J'ai déjà fait cette démonstration ailleurs: c'est la capacité de la gare de l'Aéroport qui est insuffisante: chaque train arrive à l'Aéroport par la voie côté Jura, et en repart par la voie côté Lac. Que ce soit en arrivant (s'il stationne sur l'une des deux voies Lac) ou en partant (s'il stationne sur l'une des voies Jura), il doit cisailler l'une des deux voies: à l'endroit du cisaillement, il occupe deux voies simultanément: tout se passe comme si la gare de l'Aéroport n'était desservie que par une voie unique.

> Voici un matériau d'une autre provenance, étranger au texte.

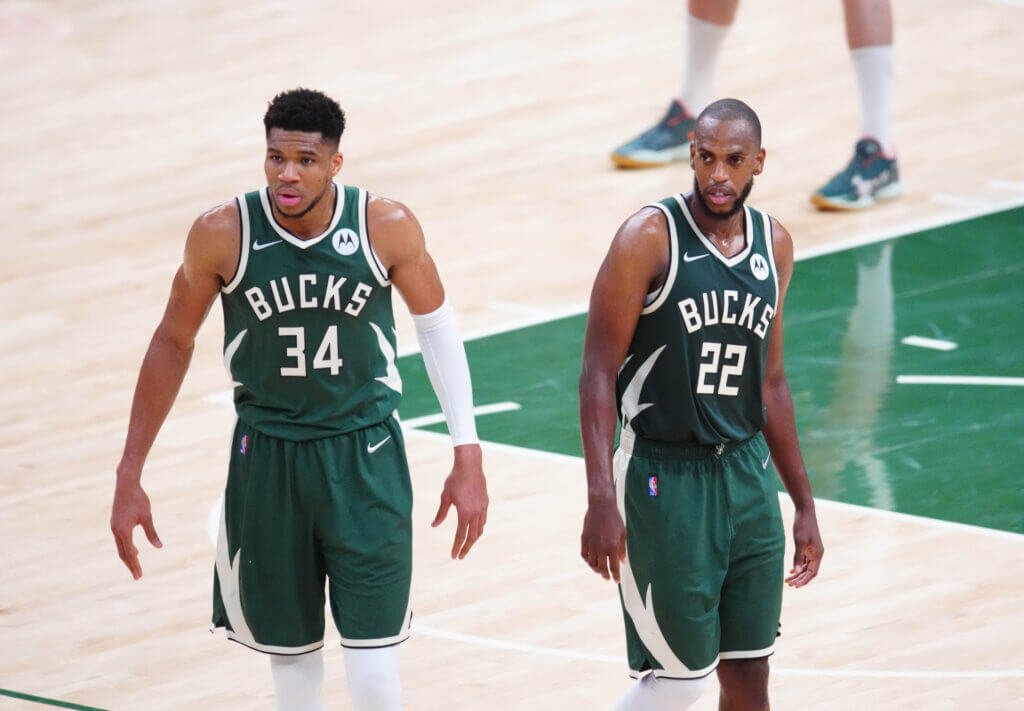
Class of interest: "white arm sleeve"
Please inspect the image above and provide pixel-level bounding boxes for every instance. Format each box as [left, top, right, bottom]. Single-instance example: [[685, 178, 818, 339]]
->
[[413, 299, 478, 447]]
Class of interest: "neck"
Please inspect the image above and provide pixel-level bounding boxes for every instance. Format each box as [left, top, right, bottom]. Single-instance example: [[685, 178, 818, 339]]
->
[[684, 192, 746, 254]]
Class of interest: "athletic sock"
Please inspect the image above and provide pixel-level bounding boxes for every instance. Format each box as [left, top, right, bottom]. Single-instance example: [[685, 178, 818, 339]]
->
[[270, 650, 324, 711], [344, 644, 401, 711], [679, 14, 729, 116], [850, 44, 894, 157]]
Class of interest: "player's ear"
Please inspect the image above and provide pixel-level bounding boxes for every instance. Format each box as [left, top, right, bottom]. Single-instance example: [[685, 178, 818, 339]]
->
[[754, 145, 767, 175]]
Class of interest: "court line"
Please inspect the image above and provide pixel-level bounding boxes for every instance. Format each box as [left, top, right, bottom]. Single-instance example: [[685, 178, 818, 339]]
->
[[900, 336, 959, 350], [0, 688, 103, 711], [409, 429, 1024, 543], [401, 401, 522, 427], [440, 197, 1024, 344], [413, 622, 1024, 680], [794, 197, 1024, 261], [896, 375, 1024, 387], [928, 193, 995, 208]]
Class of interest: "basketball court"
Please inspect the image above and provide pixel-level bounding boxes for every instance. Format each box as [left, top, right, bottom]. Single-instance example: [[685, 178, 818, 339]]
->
[[0, 0, 1024, 711]]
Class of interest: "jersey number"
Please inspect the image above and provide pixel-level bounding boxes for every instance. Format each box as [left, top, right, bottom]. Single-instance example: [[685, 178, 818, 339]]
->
[[278, 326, 343, 378], [697, 341, 746, 395]]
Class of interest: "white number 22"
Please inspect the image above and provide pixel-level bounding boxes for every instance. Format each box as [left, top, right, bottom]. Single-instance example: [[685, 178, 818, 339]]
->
[[697, 341, 746, 395]]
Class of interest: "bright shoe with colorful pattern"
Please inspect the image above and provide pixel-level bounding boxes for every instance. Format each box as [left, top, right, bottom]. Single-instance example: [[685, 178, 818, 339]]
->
[[811, 138, 903, 210], [611, 100, 696, 168]]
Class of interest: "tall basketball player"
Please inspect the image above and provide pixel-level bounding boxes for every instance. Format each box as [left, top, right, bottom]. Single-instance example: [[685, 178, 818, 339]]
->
[[111, 89, 487, 711], [580, 99, 823, 711]]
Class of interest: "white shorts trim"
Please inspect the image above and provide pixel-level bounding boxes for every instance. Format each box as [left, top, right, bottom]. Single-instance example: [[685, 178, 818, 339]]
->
[[718, 644, 775, 659]]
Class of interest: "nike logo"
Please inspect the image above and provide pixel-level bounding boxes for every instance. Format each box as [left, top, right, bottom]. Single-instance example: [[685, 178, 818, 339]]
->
[[367, 434, 391, 454]]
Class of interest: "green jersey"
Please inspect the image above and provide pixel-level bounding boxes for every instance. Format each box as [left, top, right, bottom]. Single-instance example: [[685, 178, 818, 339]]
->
[[616, 196, 778, 445], [221, 185, 401, 441]]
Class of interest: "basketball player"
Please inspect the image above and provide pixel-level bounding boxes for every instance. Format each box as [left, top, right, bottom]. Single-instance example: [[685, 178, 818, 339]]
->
[[580, 99, 823, 711], [611, 0, 903, 210], [111, 89, 487, 711]]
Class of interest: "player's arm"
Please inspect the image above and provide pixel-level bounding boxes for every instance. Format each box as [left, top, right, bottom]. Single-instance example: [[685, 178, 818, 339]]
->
[[580, 208, 669, 582], [367, 197, 488, 558], [764, 219, 824, 587], [111, 202, 240, 580]]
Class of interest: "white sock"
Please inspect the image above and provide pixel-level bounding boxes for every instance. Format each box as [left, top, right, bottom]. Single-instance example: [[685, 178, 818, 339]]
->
[[679, 14, 729, 116], [613, 674, 708, 711], [344, 644, 401, 711], [850, 44, 893, 156], [269, 650, 324, 711]]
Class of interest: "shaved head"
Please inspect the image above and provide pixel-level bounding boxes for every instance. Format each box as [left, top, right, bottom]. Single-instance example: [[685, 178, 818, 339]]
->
[[695, 98, 761, 149]]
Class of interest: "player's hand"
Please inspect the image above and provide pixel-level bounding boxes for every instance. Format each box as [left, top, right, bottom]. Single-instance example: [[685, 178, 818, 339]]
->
[[785, 509, 825, 588], [431, 445, 488, 559], [580, 498, 626, 583], [111, 483, 164, 580]]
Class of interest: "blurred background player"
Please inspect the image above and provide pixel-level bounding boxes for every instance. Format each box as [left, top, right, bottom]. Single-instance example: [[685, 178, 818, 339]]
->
[[611, 0, 902, 210]]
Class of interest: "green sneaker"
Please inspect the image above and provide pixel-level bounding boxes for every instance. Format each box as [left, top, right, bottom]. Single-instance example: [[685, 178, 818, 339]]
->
[[811, 138, 903, 210], [611, 100, 696, 168]]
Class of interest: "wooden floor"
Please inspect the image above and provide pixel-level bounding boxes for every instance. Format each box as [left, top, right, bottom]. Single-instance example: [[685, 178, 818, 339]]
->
[[0, 0, 1024, 710]]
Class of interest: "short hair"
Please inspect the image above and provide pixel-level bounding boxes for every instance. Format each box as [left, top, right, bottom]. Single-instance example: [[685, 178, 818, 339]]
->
[[697, 98, 761, 148], [263, 88, 345, 143]]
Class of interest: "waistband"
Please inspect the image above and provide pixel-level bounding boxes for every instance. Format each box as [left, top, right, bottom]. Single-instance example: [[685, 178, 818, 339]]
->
[[618, 431, 757, 459]]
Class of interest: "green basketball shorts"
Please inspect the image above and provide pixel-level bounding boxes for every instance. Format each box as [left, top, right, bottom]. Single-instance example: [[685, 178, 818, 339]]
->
[[614, 432, 785, 679], [213, 417, 413, 655]]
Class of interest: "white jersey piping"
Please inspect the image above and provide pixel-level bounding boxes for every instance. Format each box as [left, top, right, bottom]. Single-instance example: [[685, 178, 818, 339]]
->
[[220, 195, 252, 294]]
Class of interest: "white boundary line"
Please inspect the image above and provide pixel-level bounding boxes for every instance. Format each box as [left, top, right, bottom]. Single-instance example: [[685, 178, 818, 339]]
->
[[434, 196, 1024, 344], [413, 621, 1024, 680], [409, 429, 1024, 543], [896, 375, 1024, 387], [795, 198, 1024, 261], [900, 336, 959, 350]]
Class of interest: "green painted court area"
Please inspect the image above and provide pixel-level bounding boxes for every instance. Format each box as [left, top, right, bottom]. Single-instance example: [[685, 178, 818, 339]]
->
[[399, 208, 1024, 533]]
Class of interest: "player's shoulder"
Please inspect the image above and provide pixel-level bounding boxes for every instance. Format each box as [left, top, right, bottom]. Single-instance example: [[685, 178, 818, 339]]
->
[[184, 200, 242, 282], [367, 192, 419, 228], [767, 215, 793, 251], [189, 199, 242, 239], [616, 205, 669, 243]]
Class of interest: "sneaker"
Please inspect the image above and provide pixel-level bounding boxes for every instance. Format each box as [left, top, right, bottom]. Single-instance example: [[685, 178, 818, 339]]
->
[[611, 100, 696, 168], [811, 138, 903, 210]]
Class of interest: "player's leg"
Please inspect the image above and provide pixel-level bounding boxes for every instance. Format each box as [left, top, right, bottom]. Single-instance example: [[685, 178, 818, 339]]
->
[[717, 435, 785, 711], [317, 417, 413, 711], [614, 435, 729, 709], [611, 0, 739, 168], [811, 0, 902, 210], [679, 0, 739, 116], [270, 650, 324, 711], [344, 645, 401, 711], [613, 674, 708, 711], [717, 657, 768, 711], [213, 422, 325, 711]]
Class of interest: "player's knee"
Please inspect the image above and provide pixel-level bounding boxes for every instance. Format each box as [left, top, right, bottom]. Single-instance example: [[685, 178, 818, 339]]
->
[[718, 657, 768, 709], [345, 647, 401, 711], [656, 677, 708, 709], [614, 674, 708, 711], [270, 650, 324, 711]]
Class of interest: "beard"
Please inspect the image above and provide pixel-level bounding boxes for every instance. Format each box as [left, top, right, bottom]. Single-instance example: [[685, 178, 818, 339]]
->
[[693, 175, 754, 219], [274, 177, 333, 219]]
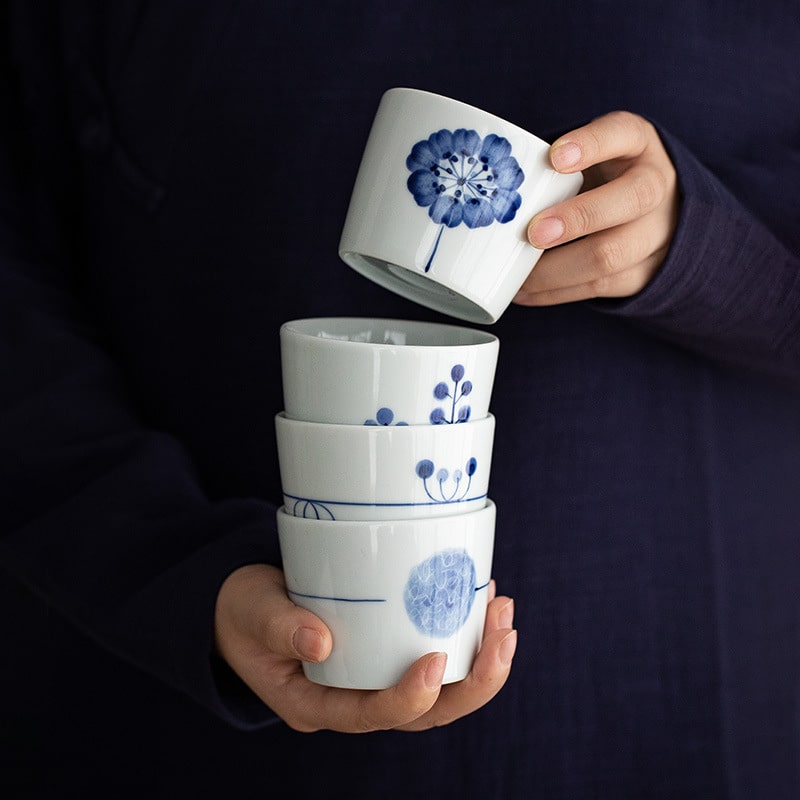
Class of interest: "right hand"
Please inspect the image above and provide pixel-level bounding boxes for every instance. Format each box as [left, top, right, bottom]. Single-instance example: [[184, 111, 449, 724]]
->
[[215, 564, 517, 733]]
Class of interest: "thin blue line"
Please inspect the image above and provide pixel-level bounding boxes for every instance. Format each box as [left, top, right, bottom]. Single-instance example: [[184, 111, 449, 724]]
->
[[283, 492, 488, 508], [287, 589, 386, 603]]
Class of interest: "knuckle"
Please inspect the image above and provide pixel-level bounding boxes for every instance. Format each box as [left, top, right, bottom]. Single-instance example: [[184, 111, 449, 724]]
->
[[593, 237, 625, 280], [589, 275, 615, 297], [567, 199, 599, 237], [631, 169, 664, 215]]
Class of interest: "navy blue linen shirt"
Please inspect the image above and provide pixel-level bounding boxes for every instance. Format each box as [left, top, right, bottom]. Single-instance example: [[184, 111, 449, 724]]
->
[[0, 0, 800, 800]]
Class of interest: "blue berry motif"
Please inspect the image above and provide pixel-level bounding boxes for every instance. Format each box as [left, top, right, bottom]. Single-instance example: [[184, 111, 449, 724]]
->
[[415, 456, 478, 503], [403, 549, 477, 639], [364, 408, 408, 426], [406, 128, 525, 272], [430, 364, 472, 425]]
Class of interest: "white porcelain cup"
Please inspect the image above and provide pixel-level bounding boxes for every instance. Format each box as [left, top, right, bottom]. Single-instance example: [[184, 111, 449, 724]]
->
[[275, 412, 495, 520], [277, 501, 495, 689], [280, 317, 499, 426], [339, 88, 583, 323]]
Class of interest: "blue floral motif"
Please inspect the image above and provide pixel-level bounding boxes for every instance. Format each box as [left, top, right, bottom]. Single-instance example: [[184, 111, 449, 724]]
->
[[364, 407, 408, 426], [430, 364, 472, 425], [403, 549, 476, 639], [406, 128, 525, 272], [292, 497, 336, 519], [416, 457, 478, 503]]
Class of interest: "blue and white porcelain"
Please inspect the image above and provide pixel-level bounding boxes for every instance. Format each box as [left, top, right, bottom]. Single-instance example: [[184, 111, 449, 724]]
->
[[277, 500, 495, 689], [279, 317, 499, 427], [275, 412, 495, 520], [339, 88, 583, 324]]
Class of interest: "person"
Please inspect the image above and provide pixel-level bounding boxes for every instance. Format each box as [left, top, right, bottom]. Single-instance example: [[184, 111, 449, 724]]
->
[[0, 0, 800, 800]]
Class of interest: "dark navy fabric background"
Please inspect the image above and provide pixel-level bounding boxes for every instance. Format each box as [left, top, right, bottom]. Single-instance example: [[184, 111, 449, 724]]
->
[[0, 0, 800, 800]]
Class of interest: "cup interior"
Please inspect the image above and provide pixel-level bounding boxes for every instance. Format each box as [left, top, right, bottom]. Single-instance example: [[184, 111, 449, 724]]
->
[[281, 317, 497, 348]]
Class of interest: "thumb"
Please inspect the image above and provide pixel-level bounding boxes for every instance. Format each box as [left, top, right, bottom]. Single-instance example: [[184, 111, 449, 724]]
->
[[215, 564, 332, 670]]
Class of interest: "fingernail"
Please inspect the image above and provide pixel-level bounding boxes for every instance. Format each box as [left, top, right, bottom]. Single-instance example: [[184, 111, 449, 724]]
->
[[497, 600, 514, 628], [292, 628, 322, 661], [550, 142, 581, 170], [425, 653, 447, 689], [512, 289, 530, 305], [528, 217, 564, 247], [499, 631, 517, 667]]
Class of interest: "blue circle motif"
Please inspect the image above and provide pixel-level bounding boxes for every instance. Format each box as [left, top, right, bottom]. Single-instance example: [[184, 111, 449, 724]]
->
[[403, 549, 476, 639]]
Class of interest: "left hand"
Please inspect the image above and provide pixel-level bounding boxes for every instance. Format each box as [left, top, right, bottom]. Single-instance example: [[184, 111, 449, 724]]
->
[[514, 111, 679, 306]]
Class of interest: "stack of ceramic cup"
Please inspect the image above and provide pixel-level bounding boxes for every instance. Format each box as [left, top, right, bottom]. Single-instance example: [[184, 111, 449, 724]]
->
[[275, 317, 499, 689]]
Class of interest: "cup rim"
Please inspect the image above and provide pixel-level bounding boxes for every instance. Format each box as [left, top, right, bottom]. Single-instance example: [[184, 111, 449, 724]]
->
[[381, 86, 551, 147], [279, 316, 500, 352]]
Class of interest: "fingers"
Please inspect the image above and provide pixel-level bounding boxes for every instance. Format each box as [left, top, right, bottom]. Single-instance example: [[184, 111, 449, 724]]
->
[[398, 597, 517, 731], [282, 652, 447, 733], [215, 564, 332, 670], [514, 111, 679, 305], [550, 111, 654, 172], [215, 565, 516, 733], [514, 216, 667, 306], [528, 163, 669, 250]]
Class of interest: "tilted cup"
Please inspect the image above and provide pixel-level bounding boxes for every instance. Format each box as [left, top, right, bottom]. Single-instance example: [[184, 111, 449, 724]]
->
[[275, 413, 495, 520], [279, 317, 499, 426], [277, 500, 495, 689], [339, 88, 583, 323]]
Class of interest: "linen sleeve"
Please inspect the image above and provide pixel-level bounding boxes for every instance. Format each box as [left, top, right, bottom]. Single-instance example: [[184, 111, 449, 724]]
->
[[0, 36, 278, 728], [594, 129, 800, 385]]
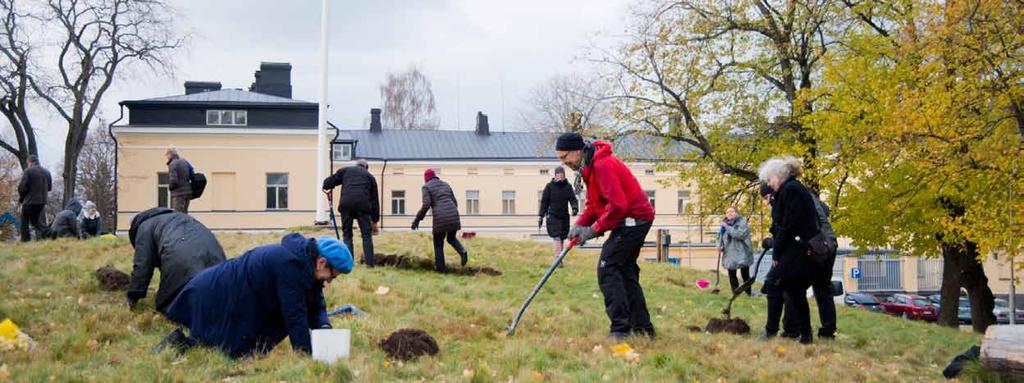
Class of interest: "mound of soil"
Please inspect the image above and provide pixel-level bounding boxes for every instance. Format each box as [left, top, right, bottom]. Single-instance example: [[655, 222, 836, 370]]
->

Il suffira de transformer la gare de l'Aéroport en gare traversée, par la réalisation de la boucle, pour que la capacité de la gare passe de 6 à 30 (15 par sens).

Les avantages de la boucle sont immenses. Si on se contente d'une desserte de l'Aéroport par 6 trains par heure, comme le prévoit le schéma auquel vous vous référez, la boucle aura pour effet de réduire le trafic sur le tronçon de Châtelaine de 12 trains par heure (6 par sens) à 6 trains par heure, 3 par sens.

Et, bien sûr, cette réduction massive (50 %) facilitera l'organisation d'un horaire efficace et généreux.

Mais surtout, cette simple boucle rend inutile la construction de la "Raquette", devisée à 2 milliards, comprenant une seconde gare de l'Aéroport, située un étage en-dessous de la gare actuelle, et rend également inutile la seconde extension souterraine de Cornavin, puisque le trafic y sera divisé par deux: un train sur deux venant de la Côte vaudoise y passera après avoir passé par l'Aéroport, un train sur deux seulement y arrivera en direct par Sécheron.